My favorite classical pieces to play? Something like a peppy Baroque movement, perhaps from Vivaldi’s Four Seasons. A lot of people have heard the Brahms lullaby, so I might play that.
My son loves to conduct by the hour – he doesn’t get bored with it. His favorite piece is Puccini’s Tosca, but after it’s over he might play Raffi or one of the “Wee Sing” albums, or Christmas music (even in the summer), and then he might listen to Berg’s Wozzeck.
Q: Do you have any advice for young professionals who might want to try doing the same sort of work that you do?
Get comfortable dealing with people who have special needs – spend lots of time with them. We’re uncomfortable around them, they aren’t. Go and observe a class of special-needs kids and see how the teachers work with them. Once you feel comfortable, then you can try it. Wear bright colors.
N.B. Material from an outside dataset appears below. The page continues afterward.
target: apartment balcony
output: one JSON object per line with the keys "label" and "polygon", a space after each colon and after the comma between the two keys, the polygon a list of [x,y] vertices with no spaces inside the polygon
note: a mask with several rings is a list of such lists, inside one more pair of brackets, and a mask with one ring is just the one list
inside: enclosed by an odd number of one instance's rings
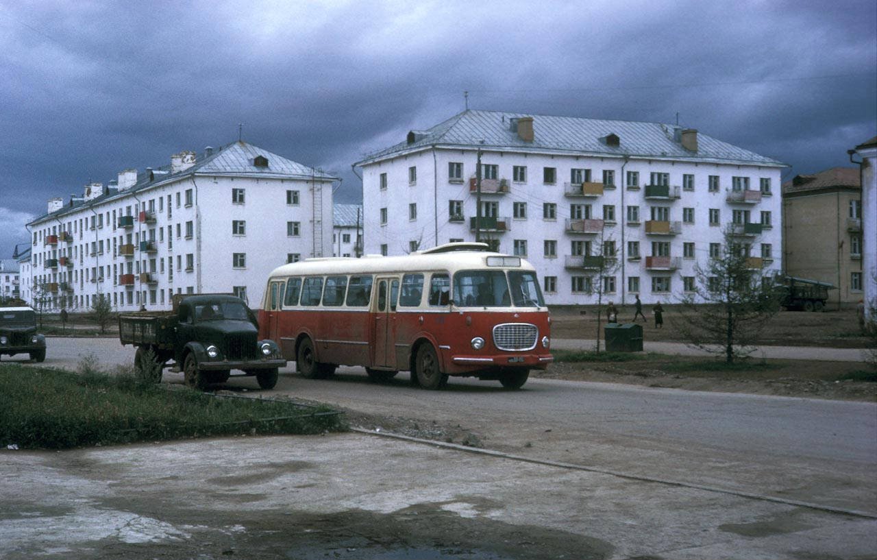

Smile a lot. Be very friendly, be forward – initiate contact. Don’t wait for them to shake your hand (they might not know that’s what they’re “supposed” to do).
I don’t really have any special training. It’s like playing for any other group of people. Selections should be short and entertaining. You can expect the kids to ask questions and answer questions.
Q: What kind of things might make a newcomer uncomfortable?
Drooling. Some can’t control their motions (bodies). They might ask questions that you can’t answer (e.g., “When do we go to recess?”). In that case, I would appeal to the teacher to keep them on task, or I’d change the subject.
Assume that there will be unexpected behaviors and inappropriate comments – or you might get NO reaction. In that case, I would tell a joke, comment on their clothes, the weather – try to get them to react.
They are taking you in, but might not know how to react. They often have slower reactions than we are used to, so you have to slow yourself down and wait for them to take more time to process things.
Often special-needs kids are impaired in an obvious way, but they frequently have other disabilities as well. (Once I asked a girl to hold the violin, but I soon discovered she wasn’t able to twist her wrist to hold it – so I held the violin for her and she used the bow. We played together.)
Q: Have any of your colleagues learned from your expertise?
One time I took Vern Summers and Jim Deighan (violinist and violist, respectively), and we did a trio concert. We told the kids, “At the end of our program, you can come up and we’ll let you play an instrument.”
One young man raised his hand to ask a question, but when we called on him, he was making exaggerated “bowing” gestures, as though he were playing on an imaginary violin. He didn’t say anything, just mimed bowing. I guessed that he wanted to play, so I asked him if he wanted to play one of our instruments. I had guessed right.
Until I interpreted for the young man, my colleagues thought he was showing bad behavior, but it was simply that he couldn’t ask. He loved playing, by the way.
My colleagues didn’t know that you have to not only pick up cues, but also interpret them.
Later, after we’d been working together a long time, Vern and I played for a group that included a Down’s syndrome man, wearing a London Fog raincoat. As we were leaving, the man in the raincoat turned up his collar, looking mischievous. Vern looked at him, and asked, “Are you James Bond?” And the man said, “Bond, James Bond.”
Vern is comfortable now because he’s watched me so much. He has a great time now. We played at a school for deaf kids, and Vern left two violins for the kids at the school.